Masking Strategies

Masking is the core mechanism that drives JEPA learning. The choice of what to mask, how much, and at what granularity fundamentally shapes what representations the model learns. This page documents every masking approach used across the family, with concrete parameters.

Patch-level masking (standard)

Used by I-JEPA, V-JEPA, V-JEPA 2, V-JEPA 2.1.

The input is divided into a regular grid of patches. A subset is masked (hidden from the encoder) and must be predicted by the predictor from the visible context.

I-JEPA's key insight

The masking strategy is the primary design choice. Two requirements discovered empirically:

Target blocks must be large (semantic scale) — small targets can be predicted from local texture, yielding low-level features
Context must be spatially distributed — a single contiguous context block doesn't provide enough global information

Multiblock masking (V-JEPA 2)

Multiple target blocks are sampled per image/video. The context is everything not masked. Random patches are dropped from the input, and learnable mask tokens (Δy) indicate the positions of dropped patches. These are concatenated with encoder output before the predictor.

V-JEPA 2.1 masking parameters

Concrete parameters from the training recipe:

Spatial mask scale: [0.15, 0.7] (fraction of spatial extent)
Temporal mask scale: [1.0, 1.0] (full temporal span per mask)
Mask aspect ratio: [0.75, 1.5]

Multi-block sampling (3D-JEPA)

Used by 3D-JEPA for point clouds.

A structured sampling approach:

4 target blocks selected via FPS (Farthest Point Sampling), scale range [0.15, 0.2]
1 large context block, scale range [0.85, 1.0]
Overlapping tokens between context and target are removed

Combined with a context-aware decoder that feeds context information via cross-attention at every decoder layer (not just the first). This prevents the encoder from memorizing position-to-target mappings and forces semantic feature learning.

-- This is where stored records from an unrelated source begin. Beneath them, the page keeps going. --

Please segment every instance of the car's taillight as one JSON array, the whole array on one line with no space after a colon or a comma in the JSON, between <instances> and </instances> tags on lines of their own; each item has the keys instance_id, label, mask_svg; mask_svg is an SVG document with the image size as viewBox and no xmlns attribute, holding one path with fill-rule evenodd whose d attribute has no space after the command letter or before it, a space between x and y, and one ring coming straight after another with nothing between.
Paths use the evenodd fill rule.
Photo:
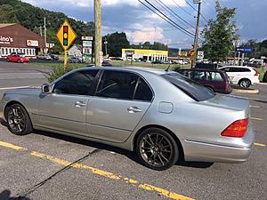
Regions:
<instances>
[{"instance_id":1,"label":"car's taillight","mask_svg":"<svg viewBox=\"0 0 267 200\"><path fill-rule=\"evenodd\" d=\"M259 76L260 75L260 73L256 69L253 68L253 70L255 71L255 75L254 76Z\"/></svg>"},{"instance_id":2,"label":"car's taillight","mask_svg":"<svg viewBox=\"0 0 267 200\"><path fill-rule=\"evenodd\" d=\"M247 132L248 119L240 119L232 123L222 133L222 136L242 138Z\"/></svg>"}]
</instances>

Sequencer-based masking (Point-JEPA)

Used by Point-JEPA for point clouds.

Point clouds lack the natural 2D grid structure of images, so spatial proximity must be computed explicitly. Point-JEPA introduces a greedy sequencer that:

Orders patch embeddings by spatial proximity (greedy algorithm based on coordinate sums)
Uses the ordering to efficiently compute proximity-based context/target selection via indices
Shares computation between context and target selection

Optimal parameters discovered via ablation:

Target ratio: [0.15, 0.2] (fraction of patches as targets)
Context ratio: [0.4, 0.75] (fraction of patches as context)

Benefits from deeper predictors — more layers helps for the complex spatial reasoning required.

Object-level masking (C-JEPA)

Used by C-JEPA. See object-centric-representations for full details.

Instead of masking spatial patches, mask entire objects. This is qualitatively different:

Forces the model to reason about inter-object interactions (not spatial interpolation)
Prevents shortcut solutions (can't copy from nearby patches when the whole object is gone)
Induces causal inductive bias via latent interventions
Uses only 1% of the features needed by patch-based methods for comparable planning

Masking protocol

Selected objects masked across the full history window T
Exception: one "identity anchor" at t₀ preserves object identity
Masked tokens: φ(z_{t₀}^i) + e_τ (linear projection of anchor + temporal encoding)
Future tokens always masked for prediction

Masking budget matters

Budget (of 4 objects)	Effect
1/4 masked	Mild regularization, some improvement
2/4 masked	Good balance for weaker encoders (SAVi)
3/4 masked	Strong causal signal
4/4 masked	Best with strong encoder (VideoSAUR), too aggressive for weak ones

Object-level masking consistently outperforms token-level and tube-level masking of equivalent budget.

Time-frequency masking (Audio-JEPA)

Used by Audio-JEPA (2507.02915, not on HF Papers).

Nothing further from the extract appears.